Thursday, 13 September 2012

A bit of a nothing day

Yesterday was a bit of a nothing day - an afternoon of butterfly paperwork - and Captain B was stuck in a traffic jam for ages.

I felt a bit depressed, which I rarely do these days. Though Bea has cheered me up by offering to go through my talk with me on the phone. We will use the blog version.

I talked to Audrey and to Richard.  It rained a little bit in the afternoon.  I am still resting a lot - not much option, though the knees are slightly better.   I was reading a new (to me) biography of Jean Rhys.  "The Blue Hour" by Lillian Pizzichini.

When I was a child, Jean was living in Cornwall.  She would have been about the age I am now, so we were  in Cornwall together, but at the opposite ends of our life.  It was a place of magical holidays for us, as for some years my granny had a house at Praa Sands - now one of the foremost surfing beaches - then wild and empty.

How differently we saw it all.  Jean Rhys at the end of her life, me at the beginning of mine.  This is a little poem I wrote about it years ago, probably after I read the Carol Angier biography.

by me 

I can’t believe Jean
That you and I
Were in Cornwall together
You write of freezing March weather
I remember only sun.

Of course we were never there in March.   But Cornwall set the standard for the seaside for me - rocky cliffs with sea pinks growing on every ledge, wild seas, empty sandy beaches, with rock pools full of anemones.   It was a place full of wonder and fascination and danger.    

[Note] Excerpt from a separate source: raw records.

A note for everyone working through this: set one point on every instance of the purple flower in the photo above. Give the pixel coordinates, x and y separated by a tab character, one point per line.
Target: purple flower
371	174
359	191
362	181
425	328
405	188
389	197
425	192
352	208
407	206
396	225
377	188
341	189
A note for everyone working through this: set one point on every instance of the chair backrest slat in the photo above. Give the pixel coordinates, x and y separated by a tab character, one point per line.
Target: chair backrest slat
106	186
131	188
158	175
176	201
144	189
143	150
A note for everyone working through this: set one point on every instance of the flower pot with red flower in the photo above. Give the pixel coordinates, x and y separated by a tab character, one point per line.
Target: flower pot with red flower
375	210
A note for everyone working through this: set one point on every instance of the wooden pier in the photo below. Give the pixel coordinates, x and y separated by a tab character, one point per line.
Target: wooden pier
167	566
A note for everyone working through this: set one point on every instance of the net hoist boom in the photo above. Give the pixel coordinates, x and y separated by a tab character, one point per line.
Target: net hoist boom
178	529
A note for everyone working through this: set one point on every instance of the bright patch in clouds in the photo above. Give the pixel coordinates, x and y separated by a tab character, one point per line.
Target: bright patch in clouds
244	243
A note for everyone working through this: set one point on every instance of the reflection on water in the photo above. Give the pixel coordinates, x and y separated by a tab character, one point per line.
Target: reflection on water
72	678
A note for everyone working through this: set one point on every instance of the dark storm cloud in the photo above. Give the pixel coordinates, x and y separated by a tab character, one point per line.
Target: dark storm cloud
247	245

We live now in a flat, neat, municipal seaside, but it is still an amazing thing to have the sea coming and going and surging and roaring just outside the window, and to see the enormous Sussex skies, deep blue with high fluffy white cloud in summer, and to see "the red wing" of the sun rising above the Channel in the winter mornings.  I was on the balcony studying after lunch. The sky was a perfect blue with one enormous dramatic swathe of white cloud - it was all racked up towards one end, and fat and fluffy at the other (like the best sort of cat). And the Channel underneath was a deeper more sombre blue - but it was covered in sun sparkles, so much so that it was almost white in parts.

The creation tells us so clearly about its Creator, Jehovah of armies.  I hope to be speaking about the importance of sanctifying, or hallowing, His name, at the meeting tonight, as I talk about the importance of making it known.